The Council approved a Football Committee recommendation extending the running clock when a team leads its opponent by 50 points to both the first and second halves of a game; the 50-point running clock stops only for player injuries and previously was employed only during the second half. The 35-point running clock employed during the second half, with stoppages also for penalty enforcement, scoring plays and called timeouts, will remain in effect if the differential dips below 50 and until it reaches 50 points again.

"There are two sides to this equation and I believe both have valid points," Craven said. "I have, unfortunately, been on both sides of this equation. Losing by 50-plus points is not fun. It can be demoralizing for kids and parents.
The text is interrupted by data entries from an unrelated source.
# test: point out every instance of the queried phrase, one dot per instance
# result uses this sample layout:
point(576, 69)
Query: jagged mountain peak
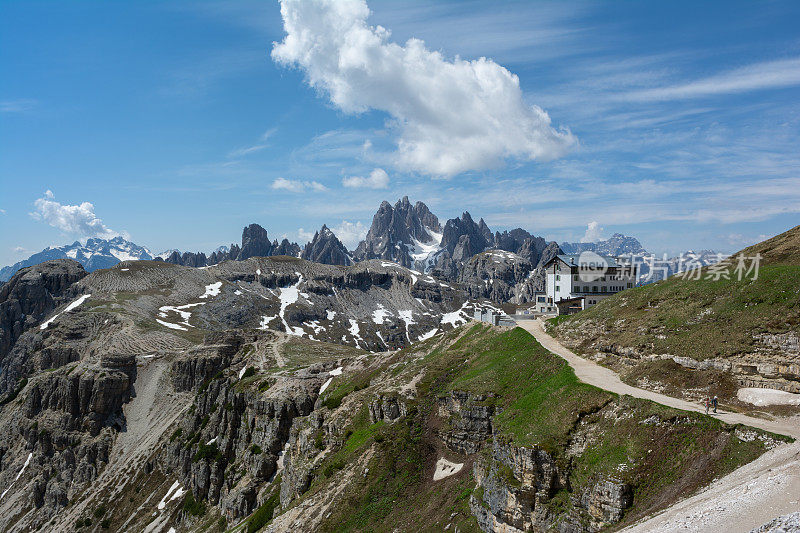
point(396, 231)
point(326, 248)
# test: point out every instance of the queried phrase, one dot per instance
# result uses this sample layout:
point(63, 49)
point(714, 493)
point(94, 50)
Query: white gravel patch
point(170, 325)
point(332, 374)
point(379, 315)
point(445, 468)
point(212, 290)
point(163, 502)
point(761, 397)
point(455, 318)
point(27, 462)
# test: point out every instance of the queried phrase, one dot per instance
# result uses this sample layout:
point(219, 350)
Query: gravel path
point(741, 501)
point(600, 376)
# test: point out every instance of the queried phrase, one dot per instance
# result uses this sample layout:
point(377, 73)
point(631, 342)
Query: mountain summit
point(94, 255)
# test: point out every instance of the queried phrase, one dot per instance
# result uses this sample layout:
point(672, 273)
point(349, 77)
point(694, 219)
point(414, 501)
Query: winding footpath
point(739, 502)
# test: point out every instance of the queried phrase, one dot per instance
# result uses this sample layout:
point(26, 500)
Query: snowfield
point(762, 397)
point(69, 308)
point(212, 290)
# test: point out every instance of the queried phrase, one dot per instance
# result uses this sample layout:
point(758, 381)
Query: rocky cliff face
point(142, 427)
point(32, 294)
point(326, 248)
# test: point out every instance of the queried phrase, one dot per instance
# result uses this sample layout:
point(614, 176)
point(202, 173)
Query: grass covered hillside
point(745, 330)
point(700, 318)
point(534, 446)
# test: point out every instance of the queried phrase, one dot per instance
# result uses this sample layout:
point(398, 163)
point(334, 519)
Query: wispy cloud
point(77, 220)
point(759, 76)
point(253, 148)
point(297, 185)
point(17, 106)
point(377, 179)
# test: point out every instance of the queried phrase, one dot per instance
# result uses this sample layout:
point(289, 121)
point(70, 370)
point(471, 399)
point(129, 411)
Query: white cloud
point(304, 236)
point(253, 148)
point(593, 232)
point(17, 106)
point(297, 185)
point(766, 75)
point(74, 219)
point(377, 179)
point(350, 233)
point(451, 116)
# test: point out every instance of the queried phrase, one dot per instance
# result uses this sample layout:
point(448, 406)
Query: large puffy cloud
point(297, 185)
point(73, 219)
point(350, 233)
point(451, 116)
point(377, 179)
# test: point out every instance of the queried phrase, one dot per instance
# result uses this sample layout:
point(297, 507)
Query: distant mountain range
point(94, 255)
point(404, 233)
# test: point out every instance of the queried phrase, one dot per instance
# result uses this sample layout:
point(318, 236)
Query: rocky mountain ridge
point(93, 255)
point(413, 237)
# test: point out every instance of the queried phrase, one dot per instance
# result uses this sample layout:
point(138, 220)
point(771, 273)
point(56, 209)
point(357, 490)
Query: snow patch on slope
point(69, 308)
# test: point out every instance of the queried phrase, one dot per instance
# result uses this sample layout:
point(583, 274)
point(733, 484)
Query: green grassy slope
point(662, 453)
point(700, 318)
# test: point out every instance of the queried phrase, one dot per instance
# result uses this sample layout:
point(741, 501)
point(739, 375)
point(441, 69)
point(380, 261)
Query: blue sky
point(177, 123)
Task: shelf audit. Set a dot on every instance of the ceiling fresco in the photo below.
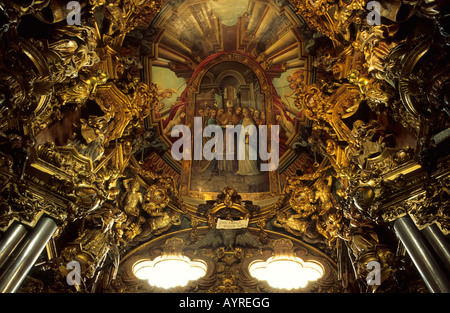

It is important to know that winning by 50-plus points really isn't too much fun either. However, these types of games allow for a lot of quality playing time for kids that need and deserve that developmental time. It's a delicate situation to balance. It is important for coaches, on both sides, to understand the value and overall mission of high school sports."

"I really don't feel any different about the rule change," Shankel said. "There will be less injuries, hopefully, with a running clock. But there would be less playing time for all players."

"It makes sense to expand this rule to cover the entire game," Martin said. "Extreme scores are not a benefit for either team on the field."

In another change by the MHSAA, the Council approved a Committee recommendation allowing schools 15 summer dates of non-mandatory contact with an unlimited number of players (wearing helmets only).

Schools may use these dates as they see fit, but of these 15, only seven dates may be used for 7-on-7 competition against other teams. This also eliminates the previous allowance for a camp.

"I like this rule because it is very difficult to work with four players at a time," Shankel said. "Having more time to work with players as a whole is more football related. It gives us more time with the entire unit other than just 7-on-7. It's all pros with this rule change."

"I like this change," Craven said. "With as many of our kids that play multiple sports, it is important for coaches to communicate their schedules and expectations with each other. In Evart, our football, basketball, and baseball coaches really do a nice job of working together to not suffocate the kids with multiple sports or conflicts between sports. For some reason, the MHSAA has always treated football differently than the other sports as far as summer rules go. To be honest, I've never really understood it.

"Basketball coaches can play all summer long and do all types of activities, baseball coaches can coach summer teams and play real games, but football was very limited. This new rule cleans that up a bit. Once again, I think it is super important for school coaches to work together. It is important for kids to engage in as many sports/activities that they have interests in and coaches shouldn't be the ones putting pressure on kids to step away from other activities. All sports have life lessons to teach and teach them in a variety of ways."

Martin agreed.

"I think this is a great step for high school players," he said. "I do feel that it is important to be mindful of the time expectations we put on student athletes, especially multi-sport athletes at smaller schools. This allows students to work and develop with their high school teams and coaches rather than chasing and paying for independent opportunities.

"Previously, programs had to charge an entry fee and have open enrollment for our own camps. It was foolish to have players and families paying an entry fee for a camp/instruction with their own teams. Commitment expectations of three-sport athletes could be way too much if coaches within the school don't work together."